Barefoot runners' gait protects them from hard heel-strikes

A Harvard study published in this week's Nature confirms what barefooters have been saying for years: shoes teach you bad walking and running habits, while barefooters have a different gait that protects them from shocks when they run, even without the padding.

I have flat feet and associated back problems, and I've worn orthotic inserts since I was 17. Stick me in shoes without these inserts for 48 hours, and I'm in agony.

Unless I'm wearing a pair of Vibram "barefooting" shoes on holiday, in which case, I'm fine. (Only one data point: remember, the plural of "anecdote" isn't "fact.")

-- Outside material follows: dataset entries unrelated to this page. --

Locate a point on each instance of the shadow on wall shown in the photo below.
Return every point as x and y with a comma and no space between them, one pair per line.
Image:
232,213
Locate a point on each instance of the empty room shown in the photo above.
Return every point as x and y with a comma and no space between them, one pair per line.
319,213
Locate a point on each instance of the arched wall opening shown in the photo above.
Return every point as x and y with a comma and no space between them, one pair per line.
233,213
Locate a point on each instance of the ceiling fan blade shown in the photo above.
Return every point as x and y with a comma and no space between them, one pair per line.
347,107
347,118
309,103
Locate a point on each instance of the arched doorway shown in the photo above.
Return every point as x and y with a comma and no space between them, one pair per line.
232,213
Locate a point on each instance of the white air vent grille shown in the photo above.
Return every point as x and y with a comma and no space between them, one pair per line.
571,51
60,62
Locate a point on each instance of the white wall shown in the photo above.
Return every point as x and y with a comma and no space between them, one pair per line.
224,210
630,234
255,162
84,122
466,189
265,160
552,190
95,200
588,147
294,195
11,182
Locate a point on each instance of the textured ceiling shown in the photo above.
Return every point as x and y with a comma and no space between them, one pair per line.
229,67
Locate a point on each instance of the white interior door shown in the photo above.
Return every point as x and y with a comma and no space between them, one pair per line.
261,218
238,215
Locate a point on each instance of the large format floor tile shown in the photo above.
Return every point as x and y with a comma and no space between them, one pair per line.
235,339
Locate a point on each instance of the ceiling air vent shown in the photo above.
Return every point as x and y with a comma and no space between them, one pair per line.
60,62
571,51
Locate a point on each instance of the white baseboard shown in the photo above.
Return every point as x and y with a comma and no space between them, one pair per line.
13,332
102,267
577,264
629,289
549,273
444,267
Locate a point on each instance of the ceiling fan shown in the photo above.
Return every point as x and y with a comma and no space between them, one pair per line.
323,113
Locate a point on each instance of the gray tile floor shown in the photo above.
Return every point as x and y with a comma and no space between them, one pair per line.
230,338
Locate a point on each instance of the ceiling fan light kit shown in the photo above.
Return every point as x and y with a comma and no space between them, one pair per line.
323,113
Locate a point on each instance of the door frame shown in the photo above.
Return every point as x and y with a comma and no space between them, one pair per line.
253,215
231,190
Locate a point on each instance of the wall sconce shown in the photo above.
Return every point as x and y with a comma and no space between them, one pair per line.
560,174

"People who don't wear shoes when they run have an astonishingly different strike," says Daniel E. Lieberman, professor of human evolutionary biology at Harvard University and co-author of a paper appearing this week in the journal Nature. "By landing on the middle or front of the foot, barefoot runners have almost no impact collision, much less than most shod runners generate when they heel-strike. Most people today think barefoot running is dangerous and hurts, but actually you can run barefoot on the world's hardest surfaces without the slightest discomfort and pain. All you need is a few calluses to avoid roughing up the skin of the foot. Further, it might be less injurious than the way some people run in shoes."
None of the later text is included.